Os mercados também estão no limite por causa das alegações do ex-ministro da Justiça Sérgio Moro de que Bolsonaro tentou interferir na Polícia Federal. Embora a discussão sobre impeachment seja apenas isso por enquanto, os analistas se preocupam com a possibilidade de novas evidências surgirem.
“A expulsão do presidente Bolsonaro de funcionários do governo e a renúncia de Sérgio Moro, um dos principais ministros da Justiça, elevaram o risco político a um nível que nos incomoda”, escreveu Brendan McKenna, estrategista de moeda da Wells Fargo & Co., em Nova York, em um Nota.
Apesar de todas as incertezas, alguns ainda veem potenciais motivadores para ações. O Goldman Sachs recomendou que os investidores comprassem o índice de referência Ibovespa, chamando as ações de “candidato ideal para recuperação”, uma vez que se beneficiam do apetite crescente por ativos de risco e pela recuperação de commodities.
Os estrategistas do Morgan Stanley, liderados por Guilherme Paiva, disseram que as taxas historicamente baixas devem continuar impulsionando mais dinheiro para o mercado de ações.

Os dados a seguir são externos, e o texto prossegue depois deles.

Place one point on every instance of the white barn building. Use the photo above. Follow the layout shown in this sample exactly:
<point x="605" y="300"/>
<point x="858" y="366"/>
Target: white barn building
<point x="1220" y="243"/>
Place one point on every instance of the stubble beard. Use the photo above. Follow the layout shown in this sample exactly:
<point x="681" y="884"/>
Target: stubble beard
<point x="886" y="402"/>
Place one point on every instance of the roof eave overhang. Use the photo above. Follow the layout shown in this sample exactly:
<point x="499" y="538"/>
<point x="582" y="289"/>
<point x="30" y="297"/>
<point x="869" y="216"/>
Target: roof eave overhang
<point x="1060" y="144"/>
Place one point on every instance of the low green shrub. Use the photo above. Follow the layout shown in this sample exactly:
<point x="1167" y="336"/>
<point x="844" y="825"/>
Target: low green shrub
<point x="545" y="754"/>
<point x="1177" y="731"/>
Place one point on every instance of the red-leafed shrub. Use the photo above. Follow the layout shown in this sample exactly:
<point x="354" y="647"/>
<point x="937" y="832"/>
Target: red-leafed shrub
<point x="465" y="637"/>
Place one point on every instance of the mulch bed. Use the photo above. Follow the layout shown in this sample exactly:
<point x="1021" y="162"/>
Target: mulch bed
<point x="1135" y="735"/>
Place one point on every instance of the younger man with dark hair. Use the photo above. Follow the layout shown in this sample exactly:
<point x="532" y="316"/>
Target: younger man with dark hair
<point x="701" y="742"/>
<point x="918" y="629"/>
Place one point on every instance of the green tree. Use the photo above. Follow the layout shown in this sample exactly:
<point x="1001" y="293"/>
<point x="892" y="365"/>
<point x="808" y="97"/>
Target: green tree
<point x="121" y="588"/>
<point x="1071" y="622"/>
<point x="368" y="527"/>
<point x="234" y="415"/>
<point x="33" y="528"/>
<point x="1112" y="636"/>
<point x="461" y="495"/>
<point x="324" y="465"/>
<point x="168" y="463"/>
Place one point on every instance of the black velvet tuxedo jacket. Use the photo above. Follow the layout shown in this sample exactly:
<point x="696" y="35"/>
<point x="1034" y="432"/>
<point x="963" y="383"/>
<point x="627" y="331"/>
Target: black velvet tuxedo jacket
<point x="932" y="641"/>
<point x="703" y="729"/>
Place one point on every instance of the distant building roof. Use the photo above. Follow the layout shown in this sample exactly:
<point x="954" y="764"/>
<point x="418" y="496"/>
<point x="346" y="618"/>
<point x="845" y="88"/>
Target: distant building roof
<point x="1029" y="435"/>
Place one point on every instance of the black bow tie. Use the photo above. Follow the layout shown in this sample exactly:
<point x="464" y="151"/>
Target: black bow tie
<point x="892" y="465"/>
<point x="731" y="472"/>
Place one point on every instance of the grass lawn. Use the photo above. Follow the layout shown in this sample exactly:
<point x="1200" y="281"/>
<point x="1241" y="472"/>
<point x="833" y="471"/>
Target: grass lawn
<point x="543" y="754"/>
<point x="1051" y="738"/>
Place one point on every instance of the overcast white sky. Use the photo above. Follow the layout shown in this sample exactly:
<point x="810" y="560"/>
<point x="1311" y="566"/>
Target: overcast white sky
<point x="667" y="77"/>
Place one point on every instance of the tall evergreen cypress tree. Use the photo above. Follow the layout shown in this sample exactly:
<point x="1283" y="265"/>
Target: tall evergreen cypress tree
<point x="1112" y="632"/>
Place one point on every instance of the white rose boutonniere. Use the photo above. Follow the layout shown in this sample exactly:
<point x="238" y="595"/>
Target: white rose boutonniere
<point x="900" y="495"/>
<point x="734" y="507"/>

Enquanto isso, cresce a preocupação de que bloqueios mais rígidos possam prejudicar uma economia que já deverá contrair 5,1% este ano. Enquanto os Estados Unidos e os países europeus dão os primeiros passos para reabrir, a Schroders Plc diz que o Brasil pode ser a última economia do mundo a fazê-lo.
“A economia brasileira foi duramente afetada pela crise do Covid-19”, disse Katrina Butt, economista sênior da América Latina da AllianceBernstein em Nova York. “A incerteza da reabertura econômica em todo o mundo provavelmente aumentará a demanda por dólares em relação à maioria das moedas, especialmente as de mercados emergentes, no curto prazo.”